- Born: 9 September 1957 (age 68)
- Origin: London, England
- Genres: Pop
- Instruments: Keyboards; guitar; backing vocals;
- Years active: 1978–present
- Formerly of: Mike and the Mechanics; Toyah;

= Adrian Lee (musician) =

English musician

Adrian Lee (born 9 September 1957, London, England) is an English musician known for his work with several well-known acts of the 1980s.

==Career==
Lee was first signed to Phonogram Records in the late 1970s as guitarist with the band Red Hot. They released one single, "L-L-Lazy Days" (1976), which was produced by Mutt Lange.

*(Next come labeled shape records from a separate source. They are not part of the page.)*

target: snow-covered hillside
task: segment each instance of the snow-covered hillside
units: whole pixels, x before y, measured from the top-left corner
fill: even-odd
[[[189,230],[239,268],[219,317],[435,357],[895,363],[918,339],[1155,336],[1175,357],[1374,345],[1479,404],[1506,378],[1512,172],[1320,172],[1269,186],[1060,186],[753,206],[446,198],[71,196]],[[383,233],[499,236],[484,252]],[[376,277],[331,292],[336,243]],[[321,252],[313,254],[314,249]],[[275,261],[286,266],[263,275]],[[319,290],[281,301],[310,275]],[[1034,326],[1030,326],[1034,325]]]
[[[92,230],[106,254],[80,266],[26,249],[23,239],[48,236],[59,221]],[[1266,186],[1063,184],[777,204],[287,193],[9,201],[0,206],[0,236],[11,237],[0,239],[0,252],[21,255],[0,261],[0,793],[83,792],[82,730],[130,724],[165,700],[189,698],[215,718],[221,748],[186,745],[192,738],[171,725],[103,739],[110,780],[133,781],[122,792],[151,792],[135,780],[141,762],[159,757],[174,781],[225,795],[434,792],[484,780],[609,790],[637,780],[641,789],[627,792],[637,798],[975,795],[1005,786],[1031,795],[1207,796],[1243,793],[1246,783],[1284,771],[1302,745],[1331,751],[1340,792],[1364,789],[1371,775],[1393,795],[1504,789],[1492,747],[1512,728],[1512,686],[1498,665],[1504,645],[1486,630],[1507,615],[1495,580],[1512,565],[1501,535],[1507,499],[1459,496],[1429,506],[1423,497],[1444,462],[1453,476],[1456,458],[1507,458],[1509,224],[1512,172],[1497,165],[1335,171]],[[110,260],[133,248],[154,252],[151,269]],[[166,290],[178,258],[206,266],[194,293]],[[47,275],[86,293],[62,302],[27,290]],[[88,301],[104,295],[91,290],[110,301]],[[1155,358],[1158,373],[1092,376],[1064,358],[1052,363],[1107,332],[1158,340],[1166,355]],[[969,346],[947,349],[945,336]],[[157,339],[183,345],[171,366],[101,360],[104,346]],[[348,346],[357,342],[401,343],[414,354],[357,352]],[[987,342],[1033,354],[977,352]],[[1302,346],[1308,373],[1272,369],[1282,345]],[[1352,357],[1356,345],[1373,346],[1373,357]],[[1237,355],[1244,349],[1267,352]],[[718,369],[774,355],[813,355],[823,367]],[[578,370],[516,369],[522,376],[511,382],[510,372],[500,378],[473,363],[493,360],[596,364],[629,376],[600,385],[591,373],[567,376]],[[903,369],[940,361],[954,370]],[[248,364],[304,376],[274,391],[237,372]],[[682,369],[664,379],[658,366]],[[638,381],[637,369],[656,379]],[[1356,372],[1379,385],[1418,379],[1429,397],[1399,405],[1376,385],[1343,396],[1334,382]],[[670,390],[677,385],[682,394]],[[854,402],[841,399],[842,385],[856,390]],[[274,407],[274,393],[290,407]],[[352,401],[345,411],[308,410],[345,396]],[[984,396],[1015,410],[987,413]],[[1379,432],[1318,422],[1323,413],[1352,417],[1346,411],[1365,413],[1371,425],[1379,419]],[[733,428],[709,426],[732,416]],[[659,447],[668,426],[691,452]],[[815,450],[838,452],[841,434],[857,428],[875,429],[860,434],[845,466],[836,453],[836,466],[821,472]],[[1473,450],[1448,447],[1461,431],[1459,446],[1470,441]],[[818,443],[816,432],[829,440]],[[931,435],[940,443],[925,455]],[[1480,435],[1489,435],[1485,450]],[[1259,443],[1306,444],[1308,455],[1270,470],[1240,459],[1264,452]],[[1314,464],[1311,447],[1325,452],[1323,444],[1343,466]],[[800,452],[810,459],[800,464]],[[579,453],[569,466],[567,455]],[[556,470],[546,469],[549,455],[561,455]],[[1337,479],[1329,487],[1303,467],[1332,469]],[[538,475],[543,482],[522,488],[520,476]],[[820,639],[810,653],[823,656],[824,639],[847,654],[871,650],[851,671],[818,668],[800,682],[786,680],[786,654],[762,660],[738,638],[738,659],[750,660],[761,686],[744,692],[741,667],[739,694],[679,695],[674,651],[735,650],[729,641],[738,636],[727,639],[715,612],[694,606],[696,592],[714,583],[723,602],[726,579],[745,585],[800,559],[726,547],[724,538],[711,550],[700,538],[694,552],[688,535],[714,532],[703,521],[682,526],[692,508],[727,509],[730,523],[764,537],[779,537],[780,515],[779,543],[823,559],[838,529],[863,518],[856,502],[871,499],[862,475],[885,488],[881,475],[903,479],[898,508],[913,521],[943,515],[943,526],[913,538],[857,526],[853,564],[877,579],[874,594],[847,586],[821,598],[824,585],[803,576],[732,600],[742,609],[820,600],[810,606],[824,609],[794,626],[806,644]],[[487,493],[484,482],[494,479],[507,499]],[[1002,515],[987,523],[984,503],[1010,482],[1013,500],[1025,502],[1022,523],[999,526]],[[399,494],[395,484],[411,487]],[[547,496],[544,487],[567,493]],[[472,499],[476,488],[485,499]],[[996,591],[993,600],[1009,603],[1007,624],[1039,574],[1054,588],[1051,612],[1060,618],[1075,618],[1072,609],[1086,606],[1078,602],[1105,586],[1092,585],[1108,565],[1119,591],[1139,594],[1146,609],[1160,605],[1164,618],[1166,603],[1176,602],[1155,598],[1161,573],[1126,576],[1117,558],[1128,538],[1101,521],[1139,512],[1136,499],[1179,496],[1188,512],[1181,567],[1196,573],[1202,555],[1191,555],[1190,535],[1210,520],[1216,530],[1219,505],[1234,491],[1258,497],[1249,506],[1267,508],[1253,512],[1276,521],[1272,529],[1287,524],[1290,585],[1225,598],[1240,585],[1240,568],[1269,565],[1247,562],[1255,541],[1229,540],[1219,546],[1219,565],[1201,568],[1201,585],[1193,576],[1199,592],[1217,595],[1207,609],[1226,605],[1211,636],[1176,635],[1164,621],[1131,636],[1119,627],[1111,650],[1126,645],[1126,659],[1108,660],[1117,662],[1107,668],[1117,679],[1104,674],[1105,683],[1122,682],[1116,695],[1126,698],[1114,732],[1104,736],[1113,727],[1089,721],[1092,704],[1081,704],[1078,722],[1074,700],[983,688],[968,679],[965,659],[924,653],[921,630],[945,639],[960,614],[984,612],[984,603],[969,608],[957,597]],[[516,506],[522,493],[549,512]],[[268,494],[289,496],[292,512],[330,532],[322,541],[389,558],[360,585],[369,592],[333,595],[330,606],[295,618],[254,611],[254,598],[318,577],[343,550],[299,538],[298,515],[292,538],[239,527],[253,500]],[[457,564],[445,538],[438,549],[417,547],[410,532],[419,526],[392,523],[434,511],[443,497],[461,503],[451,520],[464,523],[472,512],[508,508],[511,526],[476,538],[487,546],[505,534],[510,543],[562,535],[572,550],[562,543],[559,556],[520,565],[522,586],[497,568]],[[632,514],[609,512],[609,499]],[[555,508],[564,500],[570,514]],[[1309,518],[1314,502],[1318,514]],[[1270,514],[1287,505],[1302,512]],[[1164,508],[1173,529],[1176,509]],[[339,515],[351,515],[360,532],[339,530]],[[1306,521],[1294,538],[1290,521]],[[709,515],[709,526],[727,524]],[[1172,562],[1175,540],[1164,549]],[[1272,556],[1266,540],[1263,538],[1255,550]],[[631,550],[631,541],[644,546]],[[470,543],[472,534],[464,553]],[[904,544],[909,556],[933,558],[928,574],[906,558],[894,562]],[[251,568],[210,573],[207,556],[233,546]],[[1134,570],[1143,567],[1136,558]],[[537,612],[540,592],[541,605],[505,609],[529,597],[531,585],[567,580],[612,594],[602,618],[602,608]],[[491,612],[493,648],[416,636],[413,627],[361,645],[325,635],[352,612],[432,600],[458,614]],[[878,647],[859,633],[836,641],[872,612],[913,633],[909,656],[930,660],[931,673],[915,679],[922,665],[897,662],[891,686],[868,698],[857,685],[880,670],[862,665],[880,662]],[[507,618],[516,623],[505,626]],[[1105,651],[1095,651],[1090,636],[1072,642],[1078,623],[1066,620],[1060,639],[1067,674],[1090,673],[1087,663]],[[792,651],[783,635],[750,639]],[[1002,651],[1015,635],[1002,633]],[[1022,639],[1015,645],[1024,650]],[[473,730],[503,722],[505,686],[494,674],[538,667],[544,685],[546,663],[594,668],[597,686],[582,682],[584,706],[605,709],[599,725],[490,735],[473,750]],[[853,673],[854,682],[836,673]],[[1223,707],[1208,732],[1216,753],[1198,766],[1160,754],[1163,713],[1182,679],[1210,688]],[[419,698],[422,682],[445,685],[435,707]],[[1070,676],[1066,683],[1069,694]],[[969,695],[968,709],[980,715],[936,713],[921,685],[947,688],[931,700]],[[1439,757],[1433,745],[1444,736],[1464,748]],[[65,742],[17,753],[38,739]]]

In 1978 Lee played keyboards on "Love Deluxe", a vocal single by the British rock/pop group the Shadows, and can be seen in the promotional video for the record. He also played on the single's b-side, "Sweet Saturday Night". Lee's first big engagement led him to play guitar and keyboards on Cliff Richard's 1979 tours, and his 1979 album, Rock 'n' Roll Juvenile. In 1980, Lee became a member of the British new wave band Toyah, co-writing songs including the hit single, "Thunder in the Mountains", and he stayed with them until 1982. The same year he released his only solo album, called The Magician. He continued to write for Toyah Willcox, and appeared on her 1985 album, Minx, for which he and Wilcox wrote "Soldier of Fortune, Terrorist of Love". Minx was produced by Christopher Neil. Neil asked Lee to play on the first Mike + The Mechanics album. Lee was a member of Mike + The Mechanics until 1995.

Lee continued to write, produce and perform with other artists throughout his period with the Mechanics. In 1985, Lee was involved with the production, writing, and keyboards for Space Monkey, and he recorded on albums with artists such as Silent Running on the album Deep (1989), Stephen Bishop, Joan Armatrading, Chris de Burgh and 10cc. Lee is credited as co-producer on 10cc's 1995 album, Mirror Mirror.

Lee composed the music for CITV's 1994 series The Ink Thief, a comedy, science fiction, thriller starring Richard O'Brien and Toyah Willcox.

More recently, Lee has worked on film scores, such as The Reckoning, The Medallion and Training Day.